An answer came in Peter Bogdanovich’s Targets (1968). Boris Karloff—famous for portraying monsters in the 1930s—plays a retiring actor afraid his genre is outdated in a psychotic world. Nobody watches monster movies, he reasons, with real evil always on the news. Soon the actor’s latest film is to premiere at a drive-in theater where a traumatized Vietnam vet plans a massacre. Thus, Karloff, the actor behind black-and-white monsters, shall meet his replacement: an in-color shooter. 

Using Karloff’s final role—as he narrates gothic tales like “The Appointment in Samarra” and walks into gunfire to disarm the madman—Bogdanovich champions his actor’s life’s work with a point: Death is inevitable, but heroism is always needed. Even Karloff’s last line (ever) typifies the old horror shaking his head at the new psycho: “Is that what I was afraid of?”  

If Hitchcock exhumed an old genre as fatigued, Bogdanovich instead indicted the industry as uninspired. In between these two eras of the old monsters and new killers arose a fascinating subgenre: counterculture horror. The hippies, it turns out, worship the devil.

I first noticed the trope last year at a midwestern film festival that showed Rosemary’s Baby (1968), The Mephisto Waltz (1971), The Wicker Man (1973), and The Howling (1981). I kept seeing 19th-century conspiracies converge with 20th-century counterculture: Victorian secret societies, often sacrificial cults, use free love and psychedelics to disguise themselves and recruit latter-day beatniks. Either that or modern projects like paranormal research and its ilk accidentally discover those occult powers.

Usually flower children were victims, but after the Manson family killings, a new archetype arose: satanist bohemians. True, hippies did not indulge in violent devil-worship as found in Psychomania (1973) or Race with the Devil (1975). Yet as directors updated gothic tropes, they anchored middle-class anxieties in hip disciples of Old Scratch.
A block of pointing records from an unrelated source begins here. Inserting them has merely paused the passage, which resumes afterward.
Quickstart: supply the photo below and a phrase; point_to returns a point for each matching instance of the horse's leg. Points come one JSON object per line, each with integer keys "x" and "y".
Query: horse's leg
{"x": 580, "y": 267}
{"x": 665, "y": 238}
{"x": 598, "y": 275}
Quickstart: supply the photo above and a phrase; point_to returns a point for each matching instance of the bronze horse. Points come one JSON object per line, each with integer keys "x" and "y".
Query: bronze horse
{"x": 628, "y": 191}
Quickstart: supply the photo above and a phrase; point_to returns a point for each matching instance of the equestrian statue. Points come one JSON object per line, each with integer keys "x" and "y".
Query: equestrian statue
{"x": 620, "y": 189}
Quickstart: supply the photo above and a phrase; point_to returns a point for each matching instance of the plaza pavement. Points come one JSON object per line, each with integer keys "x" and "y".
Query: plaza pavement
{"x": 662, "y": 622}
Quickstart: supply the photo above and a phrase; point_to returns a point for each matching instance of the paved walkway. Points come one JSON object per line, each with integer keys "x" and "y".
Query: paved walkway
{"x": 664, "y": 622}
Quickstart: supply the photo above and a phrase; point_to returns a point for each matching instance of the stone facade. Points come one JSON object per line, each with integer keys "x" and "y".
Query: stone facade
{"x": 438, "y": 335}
Eventually, other subgroups like punks and gangs displaced hippies in movies like The Return of the Living Dead (1985). 

Nonetheless, this subgenre often gets revived when directors harken back to that time of cultural revolution, whether from nostalgia or critique. 

This year alone, two pairs of films came out at similar times but with near opposite takes on the subgenre. The First Omen and Late Night with the Devil premiered this past spring, while MaXXXine and Longlegs opened over the summer. Both First Omen (a retcon of Richard Donner’s 1976 classic, The Omen, about the antichrist’s birth) and MaXXXine (about seedy 1980s Hollywood haunted by ritualistic killings and religious protest) deny supernatural evil’s reality, locating the villainy instead in Christian foes stoking fear. Notably, both films are nostalgic for those days of change and transgression.

By contrast, Late Night with the Devil is about a Bohemian Club member and television host who interviews the demonically possessed sole female survivor of a suicidal cult. Unlike Regan half a century ago, her demon is never exorcized, but, like the slave girl in Acts 16, she is used for (paranormal) scientific research and fed as content for broadcast television. Similarly, in Longlegs, a 1990s clairvoyant FBI agent is tasked to solve the decades-old ritualistic murder-suicides of one satanist serial killer—this time prescience is weaponized against darkness. It seems these movies indict their time periods as being disarmed against evil.

Moreover, both religiously attuned films hit way harder than their agnostic competitors because they understand that the reality of supernatural evil is scarier than the mere fear of it. So counterculture horror lives on, but with a twist.

The original counterculture of secret societies and occult obsessions is depicted as taking after Count Dracula, trying to control fate through clearly evil ways. In contrast, the recent counterculture of swinging lifestyles and political dissent is made more like Dr. Frankenstein, inevitably using science to master life. Yet repeatedly in these movies they are made to meet up. As the old horror transitioned into the new style, the mingling elements made it possible to perceive that these countercultural movements were not so different after all.

As Rosemary’s Baby puts it: “He has his father’s eyes.”